For a summer job, local wallpaper hanger Leonard Long hired the 15yearold to remove all the wallpaper on the third floor of the Odd Fellows building in downtown Hopkinsville.

"Back then, everyone worked when they could. There were many layers of paper on those walls that I had to steam off. It was extremely hard work, but I was making $2 a day. In the 1930s, that wasn't bad," Mabry said. "Thirteen years later, I joined the (Independent Order of) Odd Fellows, which held lodge meetings in those rooms."

Throughout the years, many prominent businessmen, local leaders and citizens have crossed the threshold into the historic structure on the corner of East Ninth and Virginia streets.
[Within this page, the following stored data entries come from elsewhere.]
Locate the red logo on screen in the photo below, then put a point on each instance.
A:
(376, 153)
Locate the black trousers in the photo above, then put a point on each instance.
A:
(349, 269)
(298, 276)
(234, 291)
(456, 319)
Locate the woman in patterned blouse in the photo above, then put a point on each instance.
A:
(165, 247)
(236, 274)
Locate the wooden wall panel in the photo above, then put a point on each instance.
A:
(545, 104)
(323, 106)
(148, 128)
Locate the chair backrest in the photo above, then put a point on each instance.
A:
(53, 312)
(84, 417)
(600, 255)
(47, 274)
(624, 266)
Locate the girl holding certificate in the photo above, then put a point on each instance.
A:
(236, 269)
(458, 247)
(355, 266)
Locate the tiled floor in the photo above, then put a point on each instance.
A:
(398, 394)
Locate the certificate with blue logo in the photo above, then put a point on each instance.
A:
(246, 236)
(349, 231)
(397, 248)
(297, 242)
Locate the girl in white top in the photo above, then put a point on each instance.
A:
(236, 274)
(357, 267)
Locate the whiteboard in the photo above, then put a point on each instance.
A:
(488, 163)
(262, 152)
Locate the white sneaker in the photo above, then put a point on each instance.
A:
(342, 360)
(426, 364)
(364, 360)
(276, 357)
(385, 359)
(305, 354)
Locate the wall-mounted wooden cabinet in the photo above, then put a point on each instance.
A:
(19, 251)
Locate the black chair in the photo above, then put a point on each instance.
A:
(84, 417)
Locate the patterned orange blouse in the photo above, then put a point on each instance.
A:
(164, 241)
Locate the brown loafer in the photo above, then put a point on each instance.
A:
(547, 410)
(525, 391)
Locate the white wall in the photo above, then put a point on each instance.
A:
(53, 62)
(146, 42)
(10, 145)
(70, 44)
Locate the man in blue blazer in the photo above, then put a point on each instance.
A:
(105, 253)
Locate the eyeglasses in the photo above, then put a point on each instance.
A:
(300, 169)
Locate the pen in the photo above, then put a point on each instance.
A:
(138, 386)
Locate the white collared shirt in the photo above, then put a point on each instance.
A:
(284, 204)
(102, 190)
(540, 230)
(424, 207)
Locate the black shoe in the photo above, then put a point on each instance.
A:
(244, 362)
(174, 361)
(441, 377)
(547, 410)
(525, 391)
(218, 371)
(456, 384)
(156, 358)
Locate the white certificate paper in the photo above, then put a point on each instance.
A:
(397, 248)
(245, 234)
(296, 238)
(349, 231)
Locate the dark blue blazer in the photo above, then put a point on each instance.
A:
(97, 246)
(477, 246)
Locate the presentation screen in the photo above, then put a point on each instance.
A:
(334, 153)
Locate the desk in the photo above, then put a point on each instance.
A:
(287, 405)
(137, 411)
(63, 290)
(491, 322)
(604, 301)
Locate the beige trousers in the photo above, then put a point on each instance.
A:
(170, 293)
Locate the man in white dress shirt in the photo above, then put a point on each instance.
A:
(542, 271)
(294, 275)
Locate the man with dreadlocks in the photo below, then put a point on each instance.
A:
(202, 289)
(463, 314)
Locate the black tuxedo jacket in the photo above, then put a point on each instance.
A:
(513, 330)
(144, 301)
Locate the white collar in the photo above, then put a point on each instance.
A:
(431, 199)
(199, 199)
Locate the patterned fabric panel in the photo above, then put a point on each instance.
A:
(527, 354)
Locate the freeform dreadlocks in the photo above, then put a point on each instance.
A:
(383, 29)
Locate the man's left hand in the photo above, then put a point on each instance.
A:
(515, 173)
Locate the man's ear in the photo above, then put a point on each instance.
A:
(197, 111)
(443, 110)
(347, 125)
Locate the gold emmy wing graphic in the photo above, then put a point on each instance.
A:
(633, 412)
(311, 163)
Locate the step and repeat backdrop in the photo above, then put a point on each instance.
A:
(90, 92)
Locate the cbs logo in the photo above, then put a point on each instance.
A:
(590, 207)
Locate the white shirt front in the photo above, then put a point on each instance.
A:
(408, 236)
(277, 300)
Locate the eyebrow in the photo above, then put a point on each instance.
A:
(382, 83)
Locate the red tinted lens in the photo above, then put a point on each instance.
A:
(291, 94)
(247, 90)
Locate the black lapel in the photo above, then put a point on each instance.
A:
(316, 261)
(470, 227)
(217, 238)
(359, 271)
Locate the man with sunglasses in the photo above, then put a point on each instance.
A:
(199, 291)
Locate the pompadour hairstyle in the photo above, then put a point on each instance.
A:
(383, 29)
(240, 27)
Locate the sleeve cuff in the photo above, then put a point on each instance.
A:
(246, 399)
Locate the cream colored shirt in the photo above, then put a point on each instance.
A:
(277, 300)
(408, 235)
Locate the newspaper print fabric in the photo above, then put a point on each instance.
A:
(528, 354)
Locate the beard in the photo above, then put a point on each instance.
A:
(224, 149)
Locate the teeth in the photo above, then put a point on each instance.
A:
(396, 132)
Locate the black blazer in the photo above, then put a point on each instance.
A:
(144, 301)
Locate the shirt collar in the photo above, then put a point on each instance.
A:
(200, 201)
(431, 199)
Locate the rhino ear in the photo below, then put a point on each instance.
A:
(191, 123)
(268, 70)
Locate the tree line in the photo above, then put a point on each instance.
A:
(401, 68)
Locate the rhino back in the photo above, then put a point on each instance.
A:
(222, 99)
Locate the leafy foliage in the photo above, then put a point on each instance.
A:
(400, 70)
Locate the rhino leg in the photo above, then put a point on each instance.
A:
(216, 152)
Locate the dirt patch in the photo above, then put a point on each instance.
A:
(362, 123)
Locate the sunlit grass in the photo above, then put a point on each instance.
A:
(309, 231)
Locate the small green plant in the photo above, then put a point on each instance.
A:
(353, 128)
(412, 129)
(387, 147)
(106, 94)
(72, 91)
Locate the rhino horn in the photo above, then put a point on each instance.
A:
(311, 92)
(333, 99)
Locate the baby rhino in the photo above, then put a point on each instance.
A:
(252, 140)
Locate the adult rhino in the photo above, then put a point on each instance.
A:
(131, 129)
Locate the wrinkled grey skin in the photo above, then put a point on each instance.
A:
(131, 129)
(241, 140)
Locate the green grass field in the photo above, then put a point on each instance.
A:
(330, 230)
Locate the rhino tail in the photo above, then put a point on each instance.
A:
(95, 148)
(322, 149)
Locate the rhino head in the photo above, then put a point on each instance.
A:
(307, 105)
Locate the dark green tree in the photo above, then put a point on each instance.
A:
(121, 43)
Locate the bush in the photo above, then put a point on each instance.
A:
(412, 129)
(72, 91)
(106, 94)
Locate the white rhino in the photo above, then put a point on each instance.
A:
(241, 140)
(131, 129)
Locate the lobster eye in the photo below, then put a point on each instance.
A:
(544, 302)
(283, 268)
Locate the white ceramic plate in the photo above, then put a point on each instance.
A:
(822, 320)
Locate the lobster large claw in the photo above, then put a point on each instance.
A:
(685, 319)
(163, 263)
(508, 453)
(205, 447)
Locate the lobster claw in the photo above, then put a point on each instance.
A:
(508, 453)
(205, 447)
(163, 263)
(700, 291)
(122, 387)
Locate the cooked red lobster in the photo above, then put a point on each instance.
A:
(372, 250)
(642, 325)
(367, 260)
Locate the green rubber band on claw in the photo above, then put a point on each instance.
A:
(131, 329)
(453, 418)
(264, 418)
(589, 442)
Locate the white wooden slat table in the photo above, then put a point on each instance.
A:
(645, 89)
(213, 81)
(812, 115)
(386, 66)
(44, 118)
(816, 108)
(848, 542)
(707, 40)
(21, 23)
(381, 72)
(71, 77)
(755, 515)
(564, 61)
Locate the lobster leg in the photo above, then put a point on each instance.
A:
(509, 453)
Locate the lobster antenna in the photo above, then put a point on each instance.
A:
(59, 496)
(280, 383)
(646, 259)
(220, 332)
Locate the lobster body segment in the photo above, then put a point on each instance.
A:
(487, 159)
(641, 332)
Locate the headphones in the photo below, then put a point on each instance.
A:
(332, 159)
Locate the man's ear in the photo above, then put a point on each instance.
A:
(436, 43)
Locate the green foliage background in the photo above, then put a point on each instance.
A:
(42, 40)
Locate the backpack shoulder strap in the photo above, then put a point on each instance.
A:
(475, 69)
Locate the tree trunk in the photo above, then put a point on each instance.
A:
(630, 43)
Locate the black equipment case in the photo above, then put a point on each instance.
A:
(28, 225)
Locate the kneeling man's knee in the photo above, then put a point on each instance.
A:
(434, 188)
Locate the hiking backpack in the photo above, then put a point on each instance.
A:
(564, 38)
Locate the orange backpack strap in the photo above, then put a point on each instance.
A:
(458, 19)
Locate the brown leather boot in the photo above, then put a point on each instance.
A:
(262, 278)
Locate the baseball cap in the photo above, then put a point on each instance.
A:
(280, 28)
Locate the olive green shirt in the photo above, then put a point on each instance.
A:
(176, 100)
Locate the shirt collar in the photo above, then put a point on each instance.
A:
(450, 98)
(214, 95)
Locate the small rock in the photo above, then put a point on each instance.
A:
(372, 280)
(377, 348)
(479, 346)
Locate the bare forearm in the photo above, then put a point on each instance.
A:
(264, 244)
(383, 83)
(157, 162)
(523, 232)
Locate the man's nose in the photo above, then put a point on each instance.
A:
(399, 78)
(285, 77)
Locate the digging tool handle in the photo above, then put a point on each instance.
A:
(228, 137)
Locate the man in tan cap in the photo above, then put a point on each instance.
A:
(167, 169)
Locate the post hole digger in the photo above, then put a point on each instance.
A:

On Monday, the building marks its centennial birthday. Heart of Hopkinsville will celebrate this milestone with an open house for the public. Food will be served as tours of all three floors and an auction will be conducted beginning at 5 p.m.

The auction will include items donated by downtown and other city merchants. Some items from the building itself will be auctioned off such as squares of the old metal ceiling that were previously on the first floor, said Todd Moore, executive director of Heart.

In 1902, the Odd Fellows' Green River Lodge No. 54 bought the lot for the building for a mere $2,750. Construction was completed and the first meeting was held in the new hall on Oct. 15 of that same year.

"The Odd Fellows building has been an integral and vital part of Hopkinsville for many years," Mabry said.

In the past century, a variety of clubs and organizations held regular meetings in the upper floors of the building. The first two floors were rented as office space to drug store owners, doctors and insurance agents to help pay the debt.

Odd Fellow Lawrence Posey, 85, joined the Green River Lodge in 1943. He said the club met every Friday at 7:30 p.m. on the third floor. Among his most prominent memories were the meals prepared by the women's auxiliary, Jewel Rebekah Lodge No. 14, during the homecoming celebrations each December.

"The building had a nice kitchen and a great big stove and some of the biggest pots you ever saw in your life," added former Rebekah member Lillie Love. "We'd put up long tables and cook about three or four turkeys for the Odd Fellows and their wives."

After meeting there regularly for 85 years, the Odd Fellows sold the lodge in 1987 and moved their lodge headquarters to its present location on Earle Street.

A decade later the building was donated to Heart of Hopkinsville through the Local Development Corp., as part of efforts to revitalize downtown.

Renovation on the building began in June 2000 through grants from the Kentucky Heritage Council, the state's Renaissance program and other funds, all coordinated through the citycounty Planning Commission. Heart of Hopkinsville oversees the restoration and manages the facility.

Today, the lower levels of the building serve as offices for Big Brothers Big Sisters of the Southern Pennyrile and Powerhouse, a ministry program for local youth. Upper levels are being studied for development into office spaces or apartments.

"I'm delighted to see it refinished and fixed up," added Odd Fellow Bill Humphries, 83. "The Odd Fellows building has a lot of meaning for a lot of people in this part of the country."

Organizers of Monday's centennial anniversary event hope visitors will reminisce about the times spent at the Odd Fellows building. Admission will be $10 per adult and $3 per child age 12 and under. Reservations may be made by calling the Heart office at 8874015, but are not required to attend the festivities.